December 14 marked the beginning of a two-month federal sales tax holiday for all Canadians. The program, hastily passed by the Trudeau government, promises to be a gift for Canadians at a time of year when finances are normally tight. This tax reduction on many items commonly bought around the holiday time may seem like a welcomed holiday gift. In fact, it is an ill-timed, ill-thought-out gimmick that the Trudeau government and Canadians can ill afford.

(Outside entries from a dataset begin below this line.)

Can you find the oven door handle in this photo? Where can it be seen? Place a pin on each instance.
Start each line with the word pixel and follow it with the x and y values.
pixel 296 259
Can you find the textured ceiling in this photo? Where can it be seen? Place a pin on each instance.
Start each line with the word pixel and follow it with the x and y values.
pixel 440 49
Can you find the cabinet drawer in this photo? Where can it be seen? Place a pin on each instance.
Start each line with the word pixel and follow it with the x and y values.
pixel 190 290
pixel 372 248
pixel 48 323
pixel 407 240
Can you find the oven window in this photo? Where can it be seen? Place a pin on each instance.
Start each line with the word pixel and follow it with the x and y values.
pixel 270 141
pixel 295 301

The items exempt from federal sales tax include meals out and delivery/takeout, some clothing and toys for kids, and some electronics, books, and magazines. The exact definitions, though, are as clear as a muddy river. Toys are exempt, including building toys—yet Lego building sets are not because there are adults who collect Lego. Video game systems and physical game cartridges are also exempt, and while adults may play those games, there is no age restriction for what is—and is not—tax-exempt. Card games, trading cards, and sports cards are exempt. So adult sports and game card collectors (Pokémon) will not pay federal tax on their purchases. For all exemptions, you must be able to buy the physical product; digital downloads are not included. Christmas trees and decorations are also exempt, which makes little sense with less than two weeks remaining before Christmas. What an empty gesture.

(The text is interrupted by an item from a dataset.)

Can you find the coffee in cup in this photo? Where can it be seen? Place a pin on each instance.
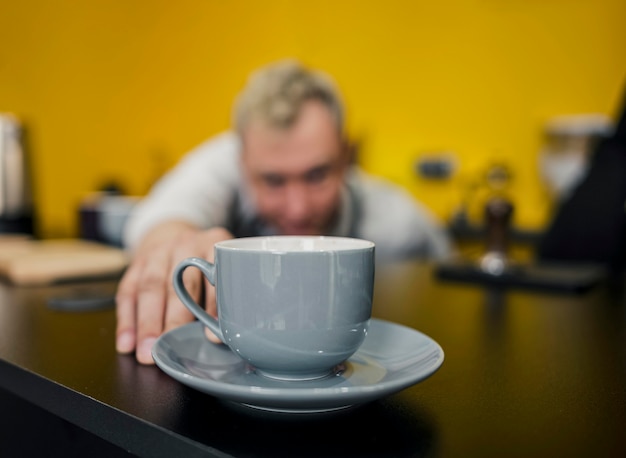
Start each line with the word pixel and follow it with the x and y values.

If the above seems confusing so far, the government also exempted alcohol sales on most beers, wines, ready-made mixed drinks—for all alcohol up to seven per cent alcohol by volume (ABV). This may be a way for shoppers and retailers to drown their confusion from the exemption list and their financial sorrows.

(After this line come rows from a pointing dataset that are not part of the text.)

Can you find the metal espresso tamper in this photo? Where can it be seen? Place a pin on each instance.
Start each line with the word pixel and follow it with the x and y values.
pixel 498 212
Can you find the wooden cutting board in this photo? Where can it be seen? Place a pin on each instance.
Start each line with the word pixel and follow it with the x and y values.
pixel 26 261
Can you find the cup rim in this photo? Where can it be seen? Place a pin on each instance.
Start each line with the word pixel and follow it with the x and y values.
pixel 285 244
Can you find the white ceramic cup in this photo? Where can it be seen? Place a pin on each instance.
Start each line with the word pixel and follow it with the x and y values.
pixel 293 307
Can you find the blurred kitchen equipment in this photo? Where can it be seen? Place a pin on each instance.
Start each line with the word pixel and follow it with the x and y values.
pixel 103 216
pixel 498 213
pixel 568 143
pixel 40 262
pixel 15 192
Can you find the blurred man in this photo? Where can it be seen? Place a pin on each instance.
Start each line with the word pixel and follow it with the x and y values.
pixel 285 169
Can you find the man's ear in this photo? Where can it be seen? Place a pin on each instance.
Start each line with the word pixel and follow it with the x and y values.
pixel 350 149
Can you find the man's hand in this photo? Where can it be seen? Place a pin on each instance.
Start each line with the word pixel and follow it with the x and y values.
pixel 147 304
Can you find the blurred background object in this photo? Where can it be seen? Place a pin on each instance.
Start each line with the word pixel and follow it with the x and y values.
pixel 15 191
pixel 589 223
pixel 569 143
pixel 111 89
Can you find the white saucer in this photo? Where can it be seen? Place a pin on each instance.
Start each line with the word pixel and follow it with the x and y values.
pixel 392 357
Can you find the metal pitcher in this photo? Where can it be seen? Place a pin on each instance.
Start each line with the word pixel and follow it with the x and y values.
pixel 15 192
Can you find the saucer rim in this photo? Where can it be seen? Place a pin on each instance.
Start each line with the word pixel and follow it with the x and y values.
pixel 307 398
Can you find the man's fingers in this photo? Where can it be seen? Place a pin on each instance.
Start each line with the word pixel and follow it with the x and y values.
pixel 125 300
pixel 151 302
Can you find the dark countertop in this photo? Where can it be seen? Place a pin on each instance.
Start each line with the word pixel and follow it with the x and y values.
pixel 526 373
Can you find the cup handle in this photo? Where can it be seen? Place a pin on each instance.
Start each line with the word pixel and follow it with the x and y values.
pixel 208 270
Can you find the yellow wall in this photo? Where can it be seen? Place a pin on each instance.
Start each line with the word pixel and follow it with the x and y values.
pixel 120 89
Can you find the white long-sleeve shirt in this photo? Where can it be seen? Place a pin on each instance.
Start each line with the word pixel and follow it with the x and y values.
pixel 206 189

There are many reasons this tax exemption is bad policy, starting with the cost. The Parliamentary Budget Office has estimated that the two-month tax holiday will cost the Canadian government $1.46 billion in lost revenue. Canada already is running a deficit estimated to be at or higher than $40 billion; there is no way that increased consumer spending over the two-month period will trickle the lost revenue indirectly into government coffers. Canada has run a budget deficit since 2001 with no end in sight. There is a higher cost to this tax cut for Ontario, New Brunswick, Prince Edward Island, and Nova Scotia, as those provinces will lose out on over $1.2 billion in revenue as their sales taxes are harmonized with the feds. None of these provinces are financially well off to afford a revenue cut.
For businesses, the Canada Revenue Agency has said they will be flexible so long as reasonable efforts are made to avoid tax mistakes. Still, a two-page summary from the federal government does little to help with reprogramming tax codes in point-of-sale systems, instructing staff, and following the new tax changes.
Everyone likes to save money when they shop, and Canadians will save at least some tax on many items they buy between now and February 14, 2025. That said, this frivolous scheme is nothing more than a desperate attempt to buy votes with your wallet, when the country cannot afford it. These poor choices will add on to the larger bill that future generations will have to pay when it comes due.